Es gibt viele verschiedene Arten von Simulationsspielen für den PC. Dies fängt an bei den alltäglichen Berufssimulationen, geht weiter über Lebenssimulationen bis hin zu Städteaufbau-Simulationsspielen. Nun ist die Frage, woher werden all die verschiedenen Utensilien zum Aufbau von den virtuellen Häusern genutzt? Natürlich mit weiterverarbeiteten Rohstoffen. Aber auch Rohstoffe müssen vom Abbau-Ort erst einmal zur Weiterverarbeitung transportiert werden. Das ganze läuft natürlich über ein Transport-Unternehmen, was uns auf das Spiel Transport Fever aus dem Hause Urban Games bringt, zu welchem wir für euch ein umfassendes Review angefertigt haben!


Allgemein


Bereits bei der diesjährigen gamescom hatten wir die Möglichkeit gehabt, uns das Spiel von Urban Games und Gambitious Digital Entertainment genauer anzusehen.

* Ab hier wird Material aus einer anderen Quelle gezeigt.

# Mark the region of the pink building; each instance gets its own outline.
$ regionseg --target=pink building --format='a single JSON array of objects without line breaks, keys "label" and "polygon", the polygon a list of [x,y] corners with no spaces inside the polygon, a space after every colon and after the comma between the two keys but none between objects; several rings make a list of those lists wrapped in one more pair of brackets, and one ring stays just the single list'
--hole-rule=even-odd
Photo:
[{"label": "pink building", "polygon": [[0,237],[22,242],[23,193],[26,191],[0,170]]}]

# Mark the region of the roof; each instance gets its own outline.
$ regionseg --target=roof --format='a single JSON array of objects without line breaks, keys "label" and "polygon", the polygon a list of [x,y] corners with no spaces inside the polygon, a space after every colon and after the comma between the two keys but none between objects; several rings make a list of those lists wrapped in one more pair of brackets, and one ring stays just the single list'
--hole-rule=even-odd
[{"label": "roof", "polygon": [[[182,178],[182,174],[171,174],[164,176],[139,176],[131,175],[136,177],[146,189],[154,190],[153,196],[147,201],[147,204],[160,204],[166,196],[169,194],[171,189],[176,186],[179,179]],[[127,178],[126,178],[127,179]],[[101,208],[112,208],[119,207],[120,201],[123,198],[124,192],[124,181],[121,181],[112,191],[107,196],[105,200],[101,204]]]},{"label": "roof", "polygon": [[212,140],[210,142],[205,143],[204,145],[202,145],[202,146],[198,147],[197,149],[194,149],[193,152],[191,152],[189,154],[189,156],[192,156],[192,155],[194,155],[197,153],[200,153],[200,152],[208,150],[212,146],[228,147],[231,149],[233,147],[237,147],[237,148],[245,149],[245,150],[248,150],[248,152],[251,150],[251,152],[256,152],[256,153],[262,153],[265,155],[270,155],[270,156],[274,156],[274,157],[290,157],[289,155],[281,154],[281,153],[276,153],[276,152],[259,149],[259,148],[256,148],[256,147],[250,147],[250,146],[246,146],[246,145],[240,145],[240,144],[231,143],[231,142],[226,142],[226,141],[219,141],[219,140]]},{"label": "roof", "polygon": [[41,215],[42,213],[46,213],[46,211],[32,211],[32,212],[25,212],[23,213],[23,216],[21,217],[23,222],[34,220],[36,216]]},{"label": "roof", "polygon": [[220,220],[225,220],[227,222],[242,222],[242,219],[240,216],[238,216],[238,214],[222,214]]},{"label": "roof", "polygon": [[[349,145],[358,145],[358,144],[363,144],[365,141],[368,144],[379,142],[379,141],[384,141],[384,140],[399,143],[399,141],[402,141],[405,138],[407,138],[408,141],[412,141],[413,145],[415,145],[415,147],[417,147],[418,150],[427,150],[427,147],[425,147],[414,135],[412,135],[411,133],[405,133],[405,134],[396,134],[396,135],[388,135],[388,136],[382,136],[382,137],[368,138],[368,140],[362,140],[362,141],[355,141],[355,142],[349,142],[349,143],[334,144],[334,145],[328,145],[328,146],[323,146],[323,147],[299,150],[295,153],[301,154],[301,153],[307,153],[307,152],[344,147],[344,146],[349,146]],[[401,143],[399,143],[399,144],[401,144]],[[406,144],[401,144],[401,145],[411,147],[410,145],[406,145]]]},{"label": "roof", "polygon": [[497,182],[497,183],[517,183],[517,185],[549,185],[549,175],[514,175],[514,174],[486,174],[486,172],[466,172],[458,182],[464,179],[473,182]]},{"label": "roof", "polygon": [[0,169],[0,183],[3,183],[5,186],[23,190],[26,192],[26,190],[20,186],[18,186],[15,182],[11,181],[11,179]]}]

Wie bereits erwähnt handelt es sich bei dem Spiel Transport Fever um ein Simulationsspiel. Hier geht es darum, diverse Güter oder Menschen von Punkt A nach Punkt B zu bringen. Für diese Aufgabe stehen diverse Fahrzeuge zur Verfügung, die wir im Gameplay-Abschnitt noch genauer darstellen werden. Grundsätzlich jedoch ist das Spiel bei weitem nicht so einfach zu erlernen, da viele verschiedene Faktoren beachtet werden müssen. Aber auch hierauf gehen wir im Gameplay-Abschnitt genauer ein. Transport Fever wurde am 08.November 2016 veröffentlicht. Der Publisher, der dahinter steht, trägt den Namen Urban Games.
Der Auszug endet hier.